Christine Girard lors de compétition des moins de 63 kg aux Jeux olympiques de Londres, le 31 juillet 2012. (AP Photo/Hassan Ammar)

« Je suis ravi de recevoir ces médailles, a déclaré Christine à Olympique.ca suite à la disqualification finale qui se tenait entre elle et l’or olympique. Je suis vraiment content et je pense que c’est un chamboulement positif pour mon sport. C’est génial pour moi, évidemment. C’est génial pour le Canada, mais, en même temps, il y a toujours un goût amer dans le fait que ma vie aurait changé du tout au tout si j’avais eu la médaille d’or autour du coup en 2012. »

« Quand je suis revenu de Beijing, les gens me le disaient, parce que j’étais quatrième “ tu y étais presque. N’abandonne pas, tu seras bonne un jour ”. C’était vraiment difficile pour moi. Aujourd’hui, cette quatrième place s’est transformée en troisième, et me voilà championne olympique de 2012. J’ai l’impression de mieux comprendre ce que les athlètes traversent. Je connais maintenant la différence entre avoir une médaille et ne pas avoir de médaille, et ce que cela signifie pour le monde. »

Christine Girard partage le podium de Londres 2012 avec Maiya Maneza du Kazakhstan, au centre, et Svetlana Tsarukaeva de la Russie, à gauche, toutes deux disqualifiées en raison d’infractions pour cause de dopage. (AP Photo/Mike Groll)

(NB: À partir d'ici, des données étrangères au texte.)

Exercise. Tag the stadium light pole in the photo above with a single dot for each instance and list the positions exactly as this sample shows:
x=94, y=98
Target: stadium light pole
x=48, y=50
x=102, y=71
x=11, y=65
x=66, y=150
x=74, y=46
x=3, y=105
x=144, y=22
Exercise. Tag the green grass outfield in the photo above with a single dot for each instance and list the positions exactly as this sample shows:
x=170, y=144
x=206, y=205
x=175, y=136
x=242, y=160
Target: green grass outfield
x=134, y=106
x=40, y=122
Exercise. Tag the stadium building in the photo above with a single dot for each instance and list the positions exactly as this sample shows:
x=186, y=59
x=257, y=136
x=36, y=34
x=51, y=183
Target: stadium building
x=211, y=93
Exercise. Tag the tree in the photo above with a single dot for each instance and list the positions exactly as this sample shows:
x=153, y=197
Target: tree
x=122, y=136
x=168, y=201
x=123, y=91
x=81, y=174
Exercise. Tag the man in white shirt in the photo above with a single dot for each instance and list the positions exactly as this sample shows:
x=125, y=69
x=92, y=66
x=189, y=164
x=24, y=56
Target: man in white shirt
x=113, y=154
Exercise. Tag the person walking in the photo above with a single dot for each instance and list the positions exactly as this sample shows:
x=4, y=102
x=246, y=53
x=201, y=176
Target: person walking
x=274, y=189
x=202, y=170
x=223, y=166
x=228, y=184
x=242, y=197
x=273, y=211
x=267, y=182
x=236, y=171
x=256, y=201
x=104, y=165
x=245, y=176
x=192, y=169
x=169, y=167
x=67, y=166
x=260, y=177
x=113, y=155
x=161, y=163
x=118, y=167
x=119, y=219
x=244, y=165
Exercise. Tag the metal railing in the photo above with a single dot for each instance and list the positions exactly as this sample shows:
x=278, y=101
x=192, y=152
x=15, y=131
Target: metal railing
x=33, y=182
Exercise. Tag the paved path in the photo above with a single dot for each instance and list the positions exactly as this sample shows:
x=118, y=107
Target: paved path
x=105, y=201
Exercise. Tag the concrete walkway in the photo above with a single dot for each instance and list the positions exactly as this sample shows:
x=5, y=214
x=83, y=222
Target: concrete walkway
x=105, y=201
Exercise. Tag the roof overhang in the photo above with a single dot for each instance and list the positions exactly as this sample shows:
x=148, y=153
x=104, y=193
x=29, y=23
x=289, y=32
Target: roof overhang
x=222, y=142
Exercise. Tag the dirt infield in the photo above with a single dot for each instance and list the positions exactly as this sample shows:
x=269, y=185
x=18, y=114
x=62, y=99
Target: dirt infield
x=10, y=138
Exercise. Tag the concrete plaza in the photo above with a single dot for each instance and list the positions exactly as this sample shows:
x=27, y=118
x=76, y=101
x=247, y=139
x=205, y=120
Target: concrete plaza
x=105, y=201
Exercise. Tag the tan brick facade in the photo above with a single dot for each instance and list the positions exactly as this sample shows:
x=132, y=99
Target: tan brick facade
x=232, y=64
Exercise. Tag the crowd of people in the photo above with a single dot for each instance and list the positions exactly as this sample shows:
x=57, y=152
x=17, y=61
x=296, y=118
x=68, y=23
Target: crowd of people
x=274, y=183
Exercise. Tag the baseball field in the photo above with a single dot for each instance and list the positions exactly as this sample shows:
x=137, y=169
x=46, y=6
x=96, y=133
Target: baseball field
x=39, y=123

Lors de la dernière année, les sentiments plus négatifs de son parcours se sont tranquillement dissipés. Girard a commencé à voir son expérience d’un autre angle. Elle a participé à une conférence organisée par l’Institut des organismes nationaux antidopage où elle s’est entourée de gens qui consacrent leurs vies à combattre le dopage, lui offrant ainsi une nouvelle perspective sur sa situation.

« Je suis assez fière de l’athlète que j’étais, probablement encore plus aujourd’hui puisque je porte un regard différent sur ma carrière », a indiqué Girard après avoir appris que la médaille d’or lui était officiellement octroyée.

Christine Girard a canalisé ses émotions dans l’écriture d’un livre sur sa vie entre ses deux présences olympiques. Entamé l’automne dernier quand elle a pu trouver du temps entre s’occuper de ses deux enfants — Philip, maintenant âgé de 2 ans et demi, et Alianna, qui aura bientôt 1 an — et entrainer plus d’une douzaine d’haltérophiles au club qu’elle a fondé. Le manuscrit a récemment été envoyé à son éditeur.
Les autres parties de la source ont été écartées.